The main target is to conclude the fourth post-bailout assessment successfully, with a positive statement by the creditors at the end of November to be ratified by the December 4 Eurogroup. This is also when a decision will be reached as to how eurozone central banks’ earnings from Greek bond holdings will be included in the 2020 budget, which could plug any gap that may remain until then.
In its ongoing talks with the creditors’ mission chiefs in Athens, the government is open to additional measures to narrow the distance, one Finance Ministry source said. He added that these measures will not be in the form of new taxes or spending cuts, but structural interventions, such as increasing online transactions. He also said that no one has mentioned cutting the tax-free threshold again.
Finance Minister Christos Staikouras met again with the mission chiefs on Tuesday, and on Wednesday the negotiations will conclude and the eurozone officials will depart. The International Monetary Fund representatives leave on Friday.
Labor Minister Yiannis Vroutsis also met with the creditors’ top representatives and informed them that the verdict of the Council of State over the future of the Katrougalos law on pensions will determine the extent of future ministry interventions in the social security system.

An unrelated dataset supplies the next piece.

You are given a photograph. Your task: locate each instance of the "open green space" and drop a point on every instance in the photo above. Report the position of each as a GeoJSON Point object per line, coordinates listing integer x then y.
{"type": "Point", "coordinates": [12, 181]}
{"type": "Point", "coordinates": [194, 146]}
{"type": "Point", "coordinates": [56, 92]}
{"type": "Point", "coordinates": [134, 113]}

In the first meeting between the two sides on Tuesday, Vroutsis presented the government’s central planning on labor, social security and welfare issues, with the creditors’ officials “listening rather than asking questions,” according to a ministry source. The same source added that there was a very good atmosphere at the meeting and that the fourth post-bailout assessment ended without any objections or asterisks for the Labor Ministry.
The mission chiefs also met on Tuesday with the heads of the country’s four systemic banks and discussed the government’s initiatives for the speedier reduction of the credit sector’s stock of nonperforming loans through the creation of an asset protection scheme, as well as the issue of the reform of the bankruptcy code for individuals and corporations.